Abstract

Background Over the last 5 years, attendances at major emergency departments (ED) have increased by 3000 patients per day. Primary care streaming has the potential to mitigate this increased demand. However, while one UK study in a tertiary paediatric ED found that a co-located General Practitioner (GP) significantly reduced waiting times and admissions, a Cochrane review has concluded there is a lack of evidence to support the effectiveness of primary care services in ED. Aim To evaluate the impact of primary care streaming on the paediatric ED service for patients presenting with non-urgent medical problems. Method This service evaluation was conducted from January – December 2018 in a tertiary paediatric ED. At triage, patients who met specified criteria were assigned to the ‘primary care’ category.
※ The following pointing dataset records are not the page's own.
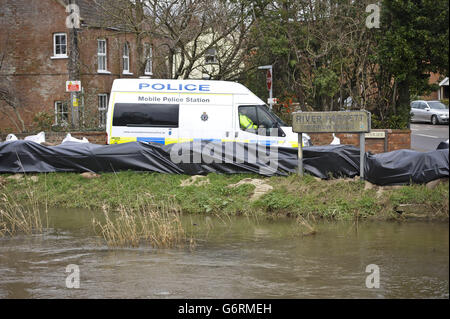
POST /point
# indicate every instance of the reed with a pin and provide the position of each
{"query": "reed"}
(26, 217)
(158, 226)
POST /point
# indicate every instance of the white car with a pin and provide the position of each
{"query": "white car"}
(434, 112)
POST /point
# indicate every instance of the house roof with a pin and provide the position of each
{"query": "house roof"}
(91, 13)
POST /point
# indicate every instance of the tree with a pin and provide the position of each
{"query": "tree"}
(412, 42)
(187, 30)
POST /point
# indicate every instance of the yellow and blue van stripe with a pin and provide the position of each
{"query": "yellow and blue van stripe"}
(168, 140)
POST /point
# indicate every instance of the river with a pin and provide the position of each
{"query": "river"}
(232, 258)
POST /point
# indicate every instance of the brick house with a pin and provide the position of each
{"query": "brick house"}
(34, 49)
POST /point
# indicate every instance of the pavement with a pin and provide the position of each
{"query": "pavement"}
(426, 137)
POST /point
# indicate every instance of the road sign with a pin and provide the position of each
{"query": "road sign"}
(331, 122)
(73, 86)
(269, 79)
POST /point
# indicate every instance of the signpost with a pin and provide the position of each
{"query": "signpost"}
(73, 86)
(269, 81)
(331, 122)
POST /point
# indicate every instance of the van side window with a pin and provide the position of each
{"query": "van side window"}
(257, 120)
(150, 115)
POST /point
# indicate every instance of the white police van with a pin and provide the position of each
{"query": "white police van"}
(175, 111)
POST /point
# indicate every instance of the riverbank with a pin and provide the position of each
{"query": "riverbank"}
(232, 195)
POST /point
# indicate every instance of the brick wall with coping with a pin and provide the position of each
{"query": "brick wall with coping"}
(396, 139)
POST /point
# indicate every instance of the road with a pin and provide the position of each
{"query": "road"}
(426, 137)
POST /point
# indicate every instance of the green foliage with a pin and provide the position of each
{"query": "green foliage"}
(322, 55)
(308, 197)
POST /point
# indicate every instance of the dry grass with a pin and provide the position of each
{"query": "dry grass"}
(21, 218)
(160, 227)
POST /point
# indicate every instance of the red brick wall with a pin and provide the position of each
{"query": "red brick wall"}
(37, 79)
(396, 139)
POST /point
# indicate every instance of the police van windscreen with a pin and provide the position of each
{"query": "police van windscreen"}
(277, 119)
(151, 115)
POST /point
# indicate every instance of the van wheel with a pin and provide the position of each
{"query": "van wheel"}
(434, 120)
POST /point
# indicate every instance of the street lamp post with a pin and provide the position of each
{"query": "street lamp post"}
(269, 81)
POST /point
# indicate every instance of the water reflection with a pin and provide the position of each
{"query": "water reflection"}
(233, 258)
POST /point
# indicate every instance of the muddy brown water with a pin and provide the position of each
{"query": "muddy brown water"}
(233, 258)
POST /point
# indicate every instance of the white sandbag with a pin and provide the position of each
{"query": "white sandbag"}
(336, 140)
(70, 138)
(38, 138)
(11, 137)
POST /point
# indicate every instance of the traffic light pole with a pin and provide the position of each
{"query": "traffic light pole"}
(270, 69)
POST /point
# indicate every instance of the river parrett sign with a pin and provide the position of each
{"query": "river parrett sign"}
(331, 122)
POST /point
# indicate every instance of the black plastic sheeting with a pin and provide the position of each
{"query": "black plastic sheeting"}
(393, 168)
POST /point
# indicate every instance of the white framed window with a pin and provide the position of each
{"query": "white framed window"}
(59, 45)
(102, 108)
(211, 56)
(126, 58)
(101, 56)
(148, 58)
(61, 113)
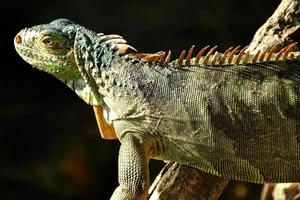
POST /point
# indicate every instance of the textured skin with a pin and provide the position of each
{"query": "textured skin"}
(235, 120)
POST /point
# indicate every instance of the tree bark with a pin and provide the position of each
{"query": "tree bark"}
(177, 181)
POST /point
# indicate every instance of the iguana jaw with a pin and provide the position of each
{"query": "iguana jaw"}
(57, 58)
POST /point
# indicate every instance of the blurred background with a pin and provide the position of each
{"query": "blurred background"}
(50, 147)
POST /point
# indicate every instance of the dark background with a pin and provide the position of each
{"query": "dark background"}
(50, 147)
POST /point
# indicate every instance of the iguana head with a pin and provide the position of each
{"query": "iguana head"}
(51, 48)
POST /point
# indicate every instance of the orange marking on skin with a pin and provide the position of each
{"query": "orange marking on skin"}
(288, 50)
(232, 54)
(189, 56)
(263, 55)
(270, 53)
(206, 59)
(246, 57)
(106, 131)
(168, 58)
(255, 57)
(237, 60)
(225, 55)
(199, 55)
(181, 57)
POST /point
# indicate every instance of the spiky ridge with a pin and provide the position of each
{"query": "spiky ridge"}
(232, 56)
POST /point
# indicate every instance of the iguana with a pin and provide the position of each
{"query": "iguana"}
(230, 114)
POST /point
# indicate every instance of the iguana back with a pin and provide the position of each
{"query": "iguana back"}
(238, 121)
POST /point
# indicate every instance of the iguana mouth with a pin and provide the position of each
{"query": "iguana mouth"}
(35, 57)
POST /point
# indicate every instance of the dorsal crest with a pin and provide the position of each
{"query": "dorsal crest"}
(232, 56)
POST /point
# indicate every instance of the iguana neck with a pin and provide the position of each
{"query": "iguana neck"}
(98, 52)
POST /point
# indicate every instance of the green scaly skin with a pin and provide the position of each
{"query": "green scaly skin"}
(235, 120)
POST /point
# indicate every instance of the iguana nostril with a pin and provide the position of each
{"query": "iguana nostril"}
(18, 39)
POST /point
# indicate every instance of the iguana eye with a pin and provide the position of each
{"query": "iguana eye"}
(48, 41)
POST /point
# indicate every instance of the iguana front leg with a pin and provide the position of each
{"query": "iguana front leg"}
(134, 156)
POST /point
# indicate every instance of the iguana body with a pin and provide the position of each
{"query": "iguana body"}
(232, 114)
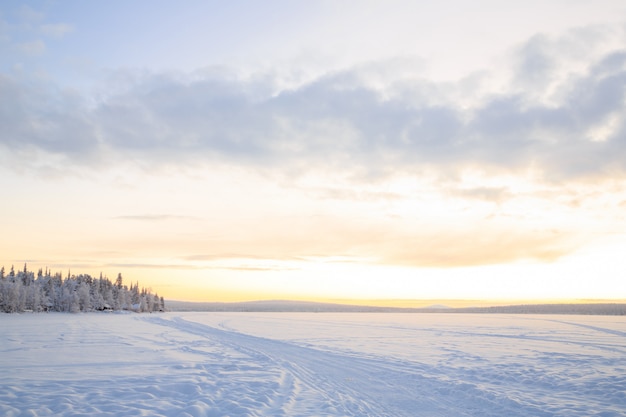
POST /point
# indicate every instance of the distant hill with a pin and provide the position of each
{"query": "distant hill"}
(315, 307)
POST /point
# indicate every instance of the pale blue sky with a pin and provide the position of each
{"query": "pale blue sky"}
(399, 149)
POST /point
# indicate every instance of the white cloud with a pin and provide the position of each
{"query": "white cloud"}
(33, 48)
(56, 30)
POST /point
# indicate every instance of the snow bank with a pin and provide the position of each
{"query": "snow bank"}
(290, 364)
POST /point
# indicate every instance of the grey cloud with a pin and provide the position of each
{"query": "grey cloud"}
(337, 121)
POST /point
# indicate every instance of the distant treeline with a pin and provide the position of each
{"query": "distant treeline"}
(26, 291)
(613, 309)
(607, 309)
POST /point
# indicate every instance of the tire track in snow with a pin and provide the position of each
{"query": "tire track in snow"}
(327, 383)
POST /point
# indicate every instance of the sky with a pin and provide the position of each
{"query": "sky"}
(318, 150)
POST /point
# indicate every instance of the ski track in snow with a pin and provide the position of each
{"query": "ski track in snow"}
(306, 364)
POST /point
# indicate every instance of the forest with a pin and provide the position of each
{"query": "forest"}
(25, 290)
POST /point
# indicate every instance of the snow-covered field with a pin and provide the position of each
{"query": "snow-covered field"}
(308, 364)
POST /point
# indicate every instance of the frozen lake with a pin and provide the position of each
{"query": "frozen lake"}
(312, 364)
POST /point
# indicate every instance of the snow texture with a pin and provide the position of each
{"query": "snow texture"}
(306, 364)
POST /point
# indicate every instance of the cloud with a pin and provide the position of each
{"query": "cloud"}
(337, 121)
(36, 47)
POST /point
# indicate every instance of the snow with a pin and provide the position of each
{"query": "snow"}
(308, 364)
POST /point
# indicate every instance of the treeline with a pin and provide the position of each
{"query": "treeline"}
(26, 291)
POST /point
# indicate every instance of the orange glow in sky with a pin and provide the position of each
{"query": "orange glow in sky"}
(325, 152)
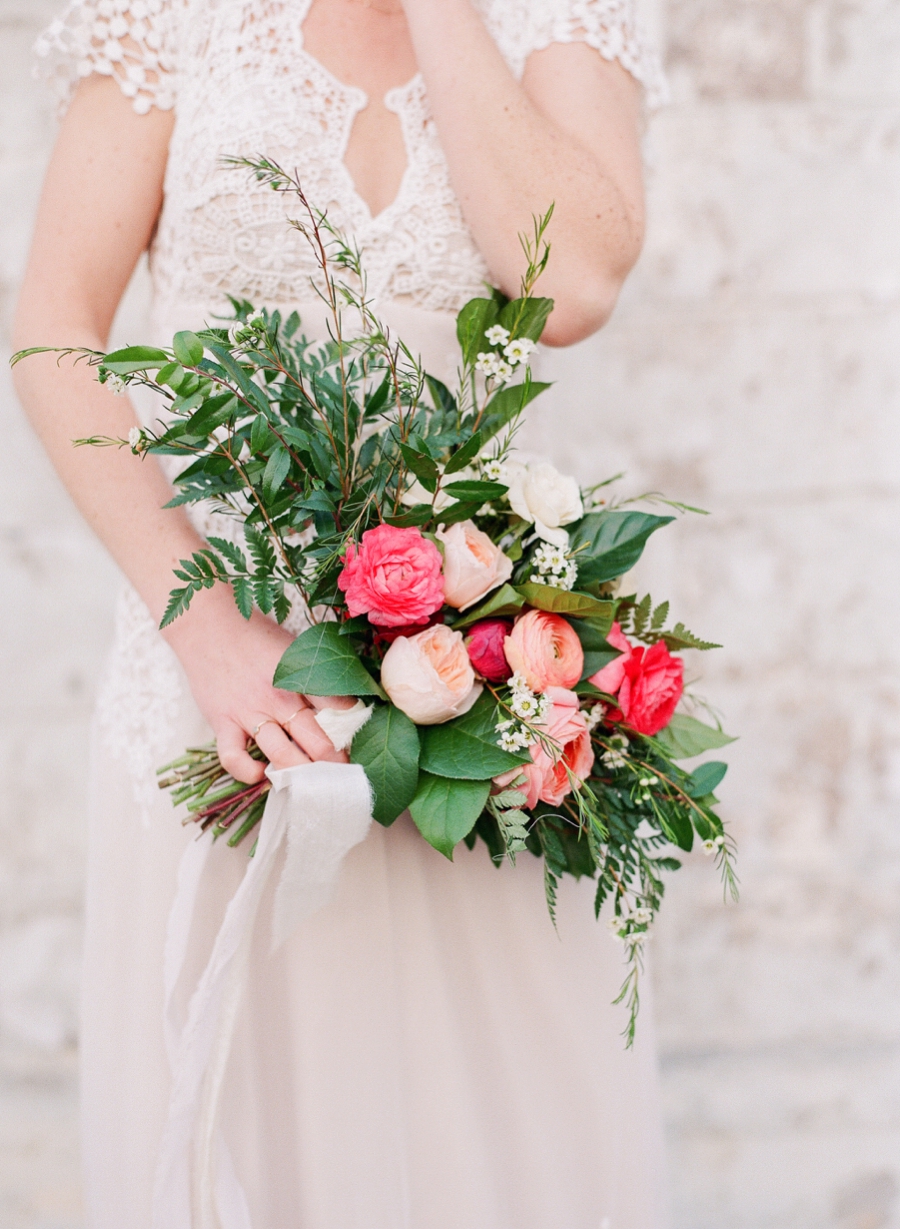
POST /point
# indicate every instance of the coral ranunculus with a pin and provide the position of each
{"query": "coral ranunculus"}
(485, 644)
(652, 687)
(429, 676)
(610, 677)
(472, 564)
(547, 777)
(394, 577)
(545, 650)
The evaluation compared patients seen by a co-located GP during term time, between 1800–2300 on weekdays and 1100–2000 on weekends, with patients seen by ED staff presenting at other times, or when the GP service was full/unstaffed. Data was collected from ED and GP electronic systems and analysed using Excel. The main outcome measures were patient numbers, length of stay (LOS), admission rates, unplanned ED re-attendances, number of investigations and prescriptions. Results Interim results show that, from January – June 2018, 3646 primary care patients attended the ED. 38.2% attended during primary care streaming hours, of which, 30% saw a GP. The difference in median LOS was 45 min (ED 108.25 vs. GP 63.5). The GP investigated 5.4% (ED 7.6% vs GP 7.2%) and prescribed for 1.7% (ED 34.9% vs GP 34.3%) fewer patients than ED staff. Admission rates were similar in both groups (ED 3.15% vs GP 3.5%). There was a 31.7% reduction in the re-attendance rate for patients seen by the GP (ED 9.7% vs GP 7.1%). Conclusion For patients with non-urgent medical problems, primary care streaming significantly reduces length of ED stay without an increased admission rate. Additionally, is a trend towards a reduced re-attendance rate suggesting that the primary care streaming model implemented is safe and effective.